Release date: September 13, 2011
Worship Music represents the best of classic and modern Anthrax. Some three years in the making, the band’s 10th studio effort is the first in eight years and the first to feature vocalist Joey Belledonna since 1990’s The Persistence of Time.
With the exception of lead guitarist Rob Caggiano, Worship Music finds the band’s seminal line-up back together for what turned out to be an audacious slab of crushing metal. Guitarist Scott Ian, the band’s only permanent member, drummer Charlie Benante, bassist Frank Bello, with Belladonna and Caggiano have given Anthrax fans reason to jump in the pit all over again.
Worship Music was originally completed in 2009 with Dan Nelson on vocals. The album was shelved when Nelson left the band, and with the return of Belladonna a major re-write and re-recording was undertaken. While it would have been intriguing to listen to the first version of the album, or what it might have been with long time vocalist John Bush (who temporarily signed back on), hearing Belladonna brings back strong headbanging memories.
One of my concerns, and that of many Anthrax fans going into Worship Music was how Joey’s return would impact the sound of this record, and even John Bush fans should be aptly impressed. This is Belladonna’s best performance with Anthrax to date.
The album opens with the table-setting intro “Worship”, which bleeds into “Earth On Hell”, which is a more than adequate sonic interpretation of where our world is at this moment. One can even find some death metal flavor here. This kicks off a solid hour of the finest Anthrax has had to offer since 1987’s Among the Living or The Persistence of Time.
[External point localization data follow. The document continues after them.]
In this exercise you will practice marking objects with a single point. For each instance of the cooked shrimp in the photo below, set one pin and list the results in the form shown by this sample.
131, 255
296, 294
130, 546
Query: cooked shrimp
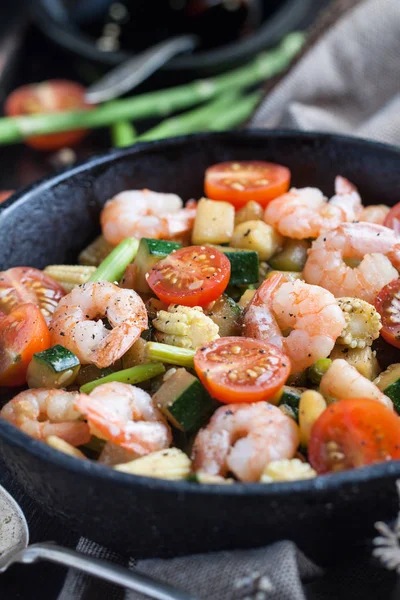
43, 412
125, 415
342, 381
143, 213
243, 439
375, 213
310, 314
77, 324
305, 213
376, 246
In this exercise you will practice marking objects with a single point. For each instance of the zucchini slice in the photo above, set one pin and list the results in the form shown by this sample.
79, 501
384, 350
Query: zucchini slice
244, 265
184, 401
149, 253
226, 314
53, 368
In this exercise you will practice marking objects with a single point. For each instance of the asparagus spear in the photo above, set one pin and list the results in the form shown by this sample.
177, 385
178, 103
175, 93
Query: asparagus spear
159, 103
123, 134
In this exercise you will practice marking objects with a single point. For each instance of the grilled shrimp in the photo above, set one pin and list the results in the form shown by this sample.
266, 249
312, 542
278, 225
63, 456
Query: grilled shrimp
376, 246
125, 415
143, 213
305, 213
343, 381
244, 438
43, 412
77, 324
309, 313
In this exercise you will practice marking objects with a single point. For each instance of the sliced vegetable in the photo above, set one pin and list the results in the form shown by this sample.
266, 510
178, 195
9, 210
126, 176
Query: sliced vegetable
392, 219
244, 265
389, 383
69, 276
214, 222
354, 433
133, 375
149, 253
238, 182
55, 367
55, 95
95, 253
22, 285
363, 323
252, 211
318, 369
192, 276
113, 266
184, 401
184, 326
239, 369
292, 257
170, 463
387, 304
363, 359
226, 314
312, 404
170, 354
22, 333
258, 236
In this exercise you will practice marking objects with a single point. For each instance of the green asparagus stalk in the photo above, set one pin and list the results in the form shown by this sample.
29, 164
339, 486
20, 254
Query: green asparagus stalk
158, 103
194, 120
113, 266
236, 114
172, 355
133, 375
123, 134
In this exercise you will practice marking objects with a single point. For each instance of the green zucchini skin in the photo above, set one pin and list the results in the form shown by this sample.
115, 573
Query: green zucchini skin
184, 401
244, 265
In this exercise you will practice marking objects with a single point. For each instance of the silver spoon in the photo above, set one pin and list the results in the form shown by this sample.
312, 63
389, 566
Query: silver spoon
135, 70
14, 536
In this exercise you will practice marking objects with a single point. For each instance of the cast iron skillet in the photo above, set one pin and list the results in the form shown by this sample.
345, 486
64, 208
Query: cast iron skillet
50, 222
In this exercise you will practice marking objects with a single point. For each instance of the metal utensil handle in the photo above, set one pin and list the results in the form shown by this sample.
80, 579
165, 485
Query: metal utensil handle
102, 569
135, 70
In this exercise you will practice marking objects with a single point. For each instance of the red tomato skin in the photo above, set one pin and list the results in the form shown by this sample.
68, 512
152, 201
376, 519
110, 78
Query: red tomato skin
361, 432
390, 331
392, 219
26, 328
278, 178
220, 387
184, 263
66, 95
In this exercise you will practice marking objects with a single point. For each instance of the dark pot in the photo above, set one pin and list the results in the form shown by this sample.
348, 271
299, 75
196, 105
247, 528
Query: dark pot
289, 15
50, 222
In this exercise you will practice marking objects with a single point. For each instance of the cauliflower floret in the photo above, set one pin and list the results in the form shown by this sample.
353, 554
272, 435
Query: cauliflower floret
184, 326
287, 470
363, 323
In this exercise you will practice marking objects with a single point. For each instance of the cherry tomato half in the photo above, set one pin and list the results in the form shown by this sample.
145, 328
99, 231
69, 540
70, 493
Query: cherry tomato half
192, 276
239, 369
22, 333
55, 95
392, 219
353, 433
25, 284
242, 181
387, 303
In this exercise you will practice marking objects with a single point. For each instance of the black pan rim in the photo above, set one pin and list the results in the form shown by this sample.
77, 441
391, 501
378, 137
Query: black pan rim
319, 485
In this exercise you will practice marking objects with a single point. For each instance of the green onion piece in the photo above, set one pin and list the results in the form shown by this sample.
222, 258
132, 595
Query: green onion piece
123, 134
172, 355
133, 375
113, 266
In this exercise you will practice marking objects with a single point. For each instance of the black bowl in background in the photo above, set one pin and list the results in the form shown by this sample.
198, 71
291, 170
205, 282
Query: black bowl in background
289, 15
50, 222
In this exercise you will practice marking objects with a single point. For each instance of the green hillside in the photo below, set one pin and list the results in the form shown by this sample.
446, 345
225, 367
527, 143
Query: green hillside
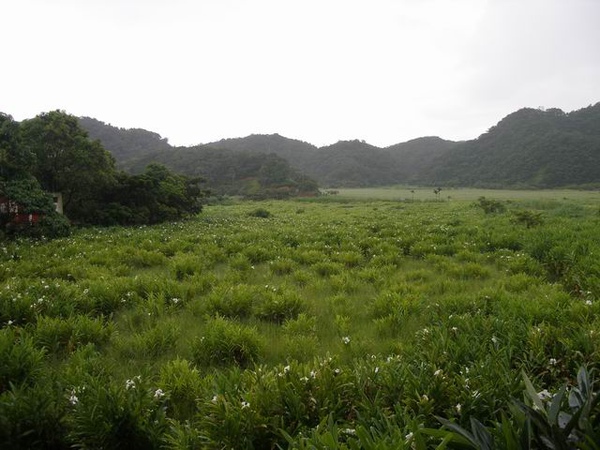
530, 148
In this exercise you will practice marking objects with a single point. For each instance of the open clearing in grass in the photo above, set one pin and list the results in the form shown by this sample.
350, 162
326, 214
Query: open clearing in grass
375, 315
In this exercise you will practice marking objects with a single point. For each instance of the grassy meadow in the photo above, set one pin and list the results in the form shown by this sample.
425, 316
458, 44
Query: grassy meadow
347, 321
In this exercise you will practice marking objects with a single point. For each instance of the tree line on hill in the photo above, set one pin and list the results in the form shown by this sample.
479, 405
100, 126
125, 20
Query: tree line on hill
530, 148
52, 153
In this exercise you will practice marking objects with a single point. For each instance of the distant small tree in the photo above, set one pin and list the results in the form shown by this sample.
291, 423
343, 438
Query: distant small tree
528, 218
490, 206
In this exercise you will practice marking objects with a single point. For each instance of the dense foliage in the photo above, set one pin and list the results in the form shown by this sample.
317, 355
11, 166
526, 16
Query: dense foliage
529, 148
248, 169
51, 153
320, 323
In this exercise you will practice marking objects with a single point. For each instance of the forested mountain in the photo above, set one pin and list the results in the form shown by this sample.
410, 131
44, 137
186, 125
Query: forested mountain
52, 153
124, 144
254, 175
294, 151
353, 164
417, 155
528, 148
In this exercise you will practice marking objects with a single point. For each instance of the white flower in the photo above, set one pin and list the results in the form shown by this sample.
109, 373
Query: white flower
544, 395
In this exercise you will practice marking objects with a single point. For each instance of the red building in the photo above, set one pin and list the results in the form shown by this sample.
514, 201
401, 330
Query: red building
15, 214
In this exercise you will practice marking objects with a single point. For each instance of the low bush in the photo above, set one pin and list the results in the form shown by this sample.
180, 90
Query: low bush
226, 343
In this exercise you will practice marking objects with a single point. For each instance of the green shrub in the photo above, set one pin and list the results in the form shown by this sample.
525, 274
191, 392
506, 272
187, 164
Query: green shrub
157, 341
185, 385
528, 218
260, 212
33, 417
280, 306
20, 361
234, 301
60, 336
490, 206
227, 343
128, 415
Next up is the lead-off single “The Devil You Know”, which brings a modern feel to the classic Anthrax sound. The band have matured and settled in here. There is modern production and years of experience which washes away some of the rawness of the band’s early 80’s sound, but the music is by no means a mellowing of the band’s in-your-grill signature.
The old school pummelling begins in earnest on “Fight ‘Em Til You Can’t” which is either a song about zombies or a very thinly veiled tongue-in-cheek shot at American politicians. I prefer the idea of the latter. The song starts off with a radio transmission warning listeners that the dead have risen from the grave to attack the living. Yep, sounds like politicians to me.
“I’m Alive” is a melodic bone crusher with some excellent guitar work from Caggiano. Church bells ring in the epic feeling of “In The End”, which is one of the album’s stand out tracks. A big chorus wrapped in tight riffing, and death march drumming from Benante.
Another of the album’s highlights is “Judas Priest” which melds a variety of metal styles into one unique and powerful track. Arguably the best all around song on the album. I could even hear the song’s namesake performing this track.
On “Crawl” you truly get a sense that Belladona has found vocal freedom on this record. Scott Ian has said the band really wanted to give Joey free reign on this album to make his vocal performances his own. Not just here but throughout the record, you get can feel Joey’s energy unleashed.
“The Constant” leads off with an almost Crowbar/Down type vibe. While not particularly sludgy, that doomy feel is there on the verses.
Benante and Bello save their best performances for the crushing finale, “Revolution Screams”. While the guitar drives the track it is the jackhammer drumming and rumbling bass lines that are the gut punch. In fact, throughout the album it is the combo of Bello and Benante that solidify that Anthrax signature more than anything else. “Revolution Screams” offers some serious mind, and finger, numbing fretwork as well. Ian and Caggiano wear their callouses thin on this beast. Just listening to the song is a full body work out.
Buried beyond the end of “Revolution Screams” is the hidden track, “New Noise”. A metal-hop cover of a song originally performed by Sweden’s hardcore punk act, Refused.
With Worship Music, the fourth member of the Big 4 has made a statement album that shows its still deserving of its place in this exclusive quartet. Belladonna sounds as good as he did two decades ago, and Ian and Benante have really amassed some of their best material in ages. Here’s hoping that cooler heads and common sense prevail, and this line-up stays together to usher in a new decade of Anthrax. Worship Music is a shot in the arm that metal needed.
Buy it, crank it, and let the Anthrax army rise again!